Sunday, August 2, 2009

Some Stuff About Home and T-Shirts


Man, I wish there had been food for you. Leaving for a trip is always stressful, as much as I don't believe in that word, and I didn't do anything about leaving food.
I'm back at this desk looking at that ugly tree blocking out much of the world up against that house that blocks out much of the rest of it from here, and I realize how much of my mind is controlled by that tree. Some sort of scraggly cypress that doesn't belong here and has a vine climbing up it and strangling it. Impossible to ignore. Clear incitement to leave this desk and mobilize.
I had a dream this morning in which I met Patti Smith and she seemed to recognize me and gave me a big hug. We walked around a sort of industrial building by a rural highway, talking comfortably and in detail about things I don't recall. It seemed very normal but I was also intensely grateful for the warmth and the recognition. I told her how I saw her once in City Lights Books in San Francisco and how I was embarrassed to bother her, and about how I just smiled and bowed and turned away. She didn't remember of course but said that oh I should have come over and spoken.
America is very much on my mind, my need to regard America not as a finished thing but as scattered parts of a Make Your Own America kit that I'm working on. The girls and I stopped for ice cream in Lewisburg, PA this afternoon as we made our way back down to Baltimore from Rochester. It was a muggy Sunday afternoon and the place was swamped with post-church Americans and non-post-church Americans, so that nearly everybody was wearing either an unbuttoned dress shirt or a t-shirt with an image of the American flag on it. One said, "Tattered Glory, 2008." Not sure what that meant. Another said, "The Best Things in Life Are Free." That I get, although I wondered if the shirt's owner and I could have a real conversation about what it meant without both of us getting all embarrassed and reactive and tongue-tied and dumb. We all stood there sweating sea water and amniotic fluid, thinking about our horse in the race, waiting for our ice cream, rehearsing our orders. The ice cream was really good.
The mountainous parts of PA and NY are gorgeous, and this morning as we drove down a mist lay in the low areas which always makes the hollows look deeper, the peaks look more distant, higher. Beautiful and deep, so much beyond what you can see.
Stopping in these places reminds me so much of the earthiness and suspicion of the people I grew up with, and of how I love them and hate them. Of course there is no them, exactly, but there sort of is when they're in groups.

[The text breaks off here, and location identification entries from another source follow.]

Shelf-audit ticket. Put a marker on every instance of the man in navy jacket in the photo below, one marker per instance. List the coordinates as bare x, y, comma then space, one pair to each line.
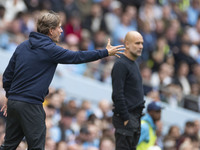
28, 76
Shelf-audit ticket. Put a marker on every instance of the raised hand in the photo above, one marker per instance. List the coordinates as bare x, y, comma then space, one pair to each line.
114, 50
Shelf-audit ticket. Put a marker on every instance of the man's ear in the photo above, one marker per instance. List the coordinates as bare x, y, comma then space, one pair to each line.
50, 31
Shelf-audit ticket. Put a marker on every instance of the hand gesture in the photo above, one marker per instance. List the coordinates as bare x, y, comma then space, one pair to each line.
114, 50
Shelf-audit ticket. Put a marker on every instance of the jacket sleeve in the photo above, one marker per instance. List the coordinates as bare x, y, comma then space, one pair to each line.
144, 136
118, 75
64, 56
8, 75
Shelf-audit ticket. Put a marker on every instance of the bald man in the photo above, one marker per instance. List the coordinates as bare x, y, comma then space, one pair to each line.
128, 94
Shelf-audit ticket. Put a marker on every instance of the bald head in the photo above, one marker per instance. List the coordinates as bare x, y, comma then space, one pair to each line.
134, 44
132, 35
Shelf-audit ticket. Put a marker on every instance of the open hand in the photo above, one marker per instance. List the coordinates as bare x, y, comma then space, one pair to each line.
114, 50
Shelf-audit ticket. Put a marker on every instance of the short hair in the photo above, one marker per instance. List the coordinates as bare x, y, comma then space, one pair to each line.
48, 20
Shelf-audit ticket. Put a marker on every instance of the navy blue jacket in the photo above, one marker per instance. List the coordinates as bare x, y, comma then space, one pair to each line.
33, 64
127, 87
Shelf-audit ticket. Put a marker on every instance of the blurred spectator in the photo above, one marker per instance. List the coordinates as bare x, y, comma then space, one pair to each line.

I'm going to go out tomorrow and buy a t-shirt with an American flag. Serious. And maybe I'll write "The Old, Weird America" across it. That phrase, half from Kenneth Rexroth and half from Griel Marcus, has been so much on my mind.
I think of Bob Dylan saying that he was born a looong way from home and he's been trying to get back ever since. Exactly right. So it's good to drive, even to the wrong place, good to see things, even if you hate some of them, good to be challenged with the raw fact of what exists, maybe especially t-shirts with American flags. American Fags: feels like that's the team I got drafted by long ago and I'm gradually coming to see the backwards logic of it. A fag and a Jew, I am, in the long, woman-hungry body of an American Southerner from California.